Answers: I don't know about you, but I be born 35 years too late.
Steam engines, while soul-less, are highly much a living beast, and not simply as a metaphor.
They need food. Their diet consists of coal, grease or wood.
They need nouns to breath to consume that food.
The water they involve is their life blood.
Their cross compound nouns pumps are their heart beat, their arrhythmic pounding that shakes the engine is their pulse.
The aroma of steam, hot grease, grease and exhaust are the components of their perfume.
When in motion, their side rods, cranks, connecting rods and eccentric are their legs in dizzy foxtrot.
Their voice is heard on the curl as a whistle, crooning long and low through the night.
The bark of their exhaust when pulling heavy trains is their laborious protest.
And, as next to all ladies, they must be treated purely right, with lots of TLC and attention to detail.
So. What's not to prefer, over the cold, concrete, unimaginative steel of diesel electric traction?
Your stuck in former times? Or perhaps you similar to the chunkyness of the body and the need to stop every fifty miles to thieve on new hose down.
Because they seem alive, you can see them working, they smell well-mannered, they are romantic, they are nostalgic and to inhabitants (like me) of a certain age, bring fund memories of childhoood and adolescence when life span was much simpler.
The nouns of chugging and the whistle.
Old is gold...
It's the poetry within motion. Several writers have alluded to a steam locomotive have a soul, but of course that doesn't show much of anything really. But the way it moves, it seem like it's alive.
Well, not trying to be too facetious but mostly because you dont hold to work on them
Yes the romance of the steam era is absolutely wonderful and the coolness factor of steam is at lowest possible 10 to 1 over deiesel.
But I have talk with the "antiquated timers" that ran steam, they be a huge amount of work, hot in the summer, cold contained by the winter, very unbelievably limited visibility.

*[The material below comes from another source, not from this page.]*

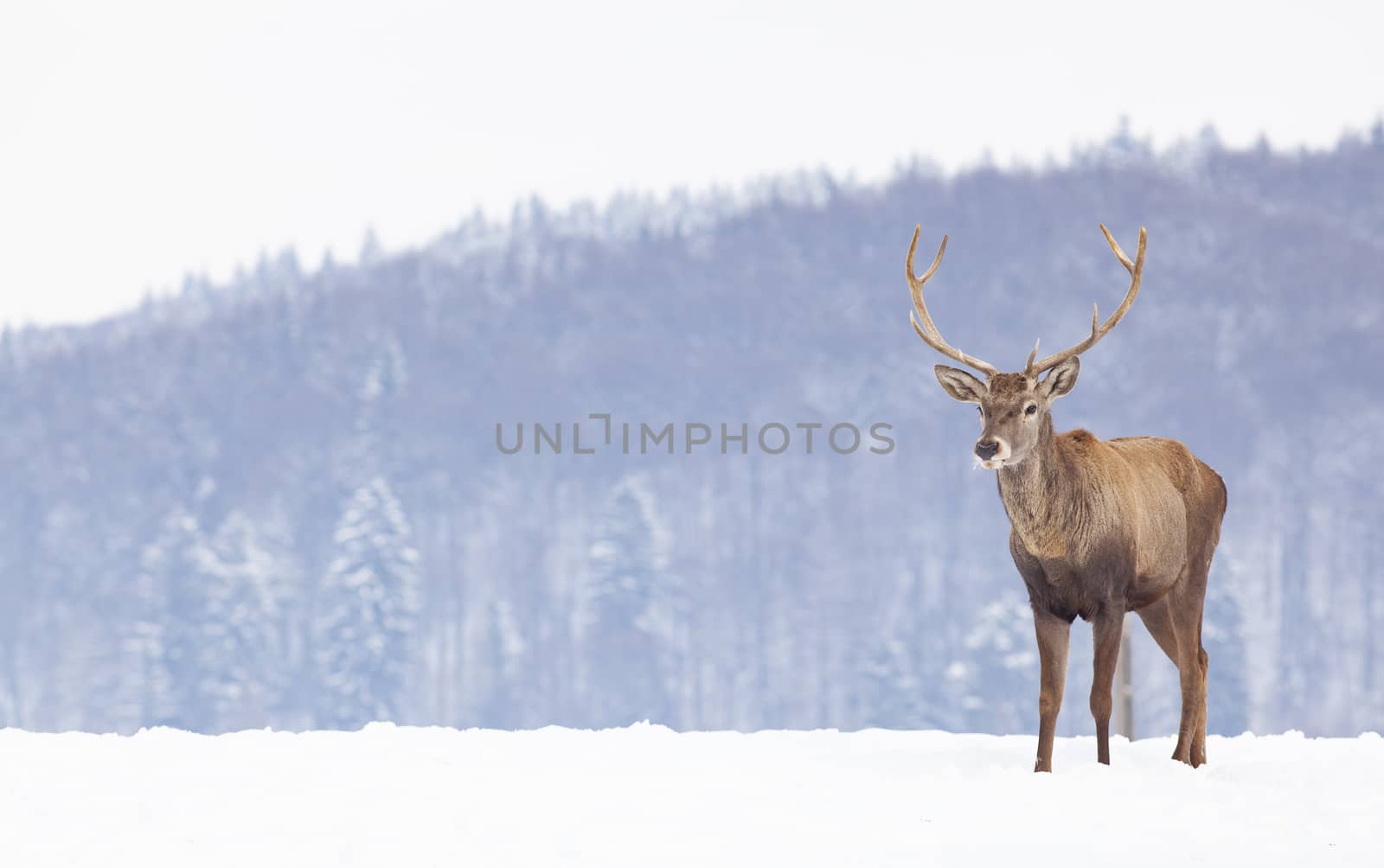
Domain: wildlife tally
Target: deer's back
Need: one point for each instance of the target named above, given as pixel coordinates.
(1176, 502)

My Dad said he did not miss the steamers until they have been gone various years. I remember a story he told me about steamers, at going on for 25 mph the steam exhaust from the cylinders would be talking to him, it would read aloud letsgofishing letsgofishing letsgofishing. Deisels dont do that, I have worked on them forever and they dont ever say-so much.
From an engineers point of view, if you be good on steam you be very righteous and everyone knew it, you be undisputed top dog.
Not so now, a mediocre plan can get by almost as ably as a good hoghead. A lot of the human factor have been taken out.
Yeah, the steamers be indeed unique. I'm an manufacture, and I had a casual to pilot one on the Grand Canyon RR a few years back. That trip also made me realize how nice a diesel is though. I work for a short queue. In the morning, I start either a Geep 9, or a Geep 35 resembling it was a truck. No firing or waiting for steam pressure. No mineral build up within the boiler. No ash pan to futile. I don't need to stop at a coal tipple. No stopping for marine in freezing temps. I don't obligation to get on the ground to grease bearing journal. Instead, I just start my Geep, wager on it out of the barn. And if it's cold out, I flip on the heater. (Can't do that within a steamer.) And go to work. All I own to worry nearly is where I'll stop for lunch. The steam engine will other be a nostalgic factor of U.S. history. And they are fascinating. But when I turn to work every morning, that Geep looks pretty good to me.